Get to Know Everything About the Short Term Finance Option

Get to Know Everything About the Short Term Finance Option

The short term finance is usually needed for less than a year mostly, and in most of the cases, it has been found that the short-term finance is sought whenever there the flow of cash is not regulated or when there have to be some seasonal investments made in the business for its enhancement.

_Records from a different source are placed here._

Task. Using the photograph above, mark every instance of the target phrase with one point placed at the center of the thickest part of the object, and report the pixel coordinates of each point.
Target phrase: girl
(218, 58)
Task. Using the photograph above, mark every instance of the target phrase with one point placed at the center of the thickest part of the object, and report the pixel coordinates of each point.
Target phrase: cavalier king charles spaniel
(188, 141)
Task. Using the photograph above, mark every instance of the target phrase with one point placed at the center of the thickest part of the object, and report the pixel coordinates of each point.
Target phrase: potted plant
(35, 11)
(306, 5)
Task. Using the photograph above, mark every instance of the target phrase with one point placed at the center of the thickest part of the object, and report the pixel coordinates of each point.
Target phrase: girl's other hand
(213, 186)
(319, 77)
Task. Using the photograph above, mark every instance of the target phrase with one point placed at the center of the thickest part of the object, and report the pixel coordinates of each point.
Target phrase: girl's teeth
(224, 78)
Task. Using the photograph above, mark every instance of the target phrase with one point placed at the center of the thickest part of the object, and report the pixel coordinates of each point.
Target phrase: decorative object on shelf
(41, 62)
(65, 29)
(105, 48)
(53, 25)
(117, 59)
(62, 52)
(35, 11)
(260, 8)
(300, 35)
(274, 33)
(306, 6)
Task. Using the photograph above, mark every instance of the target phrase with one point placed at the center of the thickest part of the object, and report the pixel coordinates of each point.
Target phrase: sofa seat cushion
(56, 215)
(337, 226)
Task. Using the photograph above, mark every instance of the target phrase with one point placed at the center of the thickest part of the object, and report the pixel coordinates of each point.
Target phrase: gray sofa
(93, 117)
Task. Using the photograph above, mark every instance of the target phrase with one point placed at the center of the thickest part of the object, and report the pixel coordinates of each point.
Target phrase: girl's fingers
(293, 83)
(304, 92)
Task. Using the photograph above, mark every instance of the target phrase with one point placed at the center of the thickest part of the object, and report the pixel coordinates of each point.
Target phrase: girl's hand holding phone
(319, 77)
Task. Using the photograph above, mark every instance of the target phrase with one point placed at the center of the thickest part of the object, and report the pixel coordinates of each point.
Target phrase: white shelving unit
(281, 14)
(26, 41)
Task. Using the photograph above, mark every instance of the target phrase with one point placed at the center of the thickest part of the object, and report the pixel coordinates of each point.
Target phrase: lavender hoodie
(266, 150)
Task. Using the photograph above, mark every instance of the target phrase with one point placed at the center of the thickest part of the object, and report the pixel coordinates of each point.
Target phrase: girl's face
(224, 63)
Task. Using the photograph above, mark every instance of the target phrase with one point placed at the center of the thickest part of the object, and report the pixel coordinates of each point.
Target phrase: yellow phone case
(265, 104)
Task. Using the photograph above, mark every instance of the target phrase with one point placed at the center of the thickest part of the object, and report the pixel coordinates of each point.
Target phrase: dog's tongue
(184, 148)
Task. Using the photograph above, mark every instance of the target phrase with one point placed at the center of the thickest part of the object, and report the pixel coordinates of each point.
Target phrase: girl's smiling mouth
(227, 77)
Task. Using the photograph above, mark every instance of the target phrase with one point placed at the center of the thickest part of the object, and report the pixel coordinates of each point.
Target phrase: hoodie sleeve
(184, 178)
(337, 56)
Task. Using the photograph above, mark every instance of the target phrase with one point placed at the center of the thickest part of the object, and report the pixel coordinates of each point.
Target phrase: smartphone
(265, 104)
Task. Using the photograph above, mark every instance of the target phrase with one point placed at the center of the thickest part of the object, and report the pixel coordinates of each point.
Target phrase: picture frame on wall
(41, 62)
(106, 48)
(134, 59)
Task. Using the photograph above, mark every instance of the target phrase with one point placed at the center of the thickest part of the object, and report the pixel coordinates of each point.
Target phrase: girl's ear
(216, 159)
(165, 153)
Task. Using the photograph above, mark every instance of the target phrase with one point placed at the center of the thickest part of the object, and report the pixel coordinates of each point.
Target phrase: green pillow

If one prefers the short term finance over the long-term one, then there has to be some reason behind it. The first difference between both the schemes is the period of the finance. Moreover, the short-term finance helps to support the capital for a certain period but in the case of the long-term finance, the amount is used as the capital itself.

Repayment Options

There can be many repayment options for the borrower to pay back the loan and they are:

The EMI

EMI stands for the equated monthly instalments. With this option, the interest and the principle borrowed by the financial institution is calculated all together, and then the amount is paid by the borrower monthly as distributed over the period that is financed. This is preferred the most by the people who prefer the short-term finance.  Following are the types of EMIs that can be preferred according to the convenience:

The Step-Up EMI Plan

This is the plan with which the EMI increases every month, and the quicker the loan is paid off the economical the whole financing becomes for the borrower. This can be the most appropriate choice for the business who can assure their success after taking the short term finance and thereby they can pay off as quickly as possible.

The Step-Down EMI Plan

At the beginning of taking the loan the person has paid the larger part of the loan, and instalments are reduced every month. Thus this is an example of the best repayment plan that can be made as this is profitable.

Accelerated EMI

This option allows the business persons to have flexibility while paying which means if they have greater amount with them then they can pay them off and accelerate the instalment payment. Thus, this can be the best option for the people who are not sure of their financial stability.

Normal EMI

The regular payment that has to be done per month or over a fixed period. The principal amount and the interest is calculated, and after that, it is divided into parts which have to be paid for the fixed period.

Bullet Payments

The interest of the loan has to be paid every month, and the actual loan is paid after the completion of the tenure for which the loan was sanctioned. This plan is preferred by almost all the business person at the beginning of the business when they are unable to pay the whole amount.

Invoice-Based Payments

The best method of the repayment of the short term finance where the borrower can loan the amount against the invoices. The interest is paid monthly as in the case of the bullet payments and the main principle amount is paid after the maturation of the term.

Short term finance is thus taken for a short period as the name suggests and they are most preferable in the case of the ones new to the world of business. They come with various advantages, but the basis of the scheme is that the repayment has to be done in a very short period and mostly before a year. This is better for the businesses where the seasonal investments have to be boosted or the business setups have to be enhanced.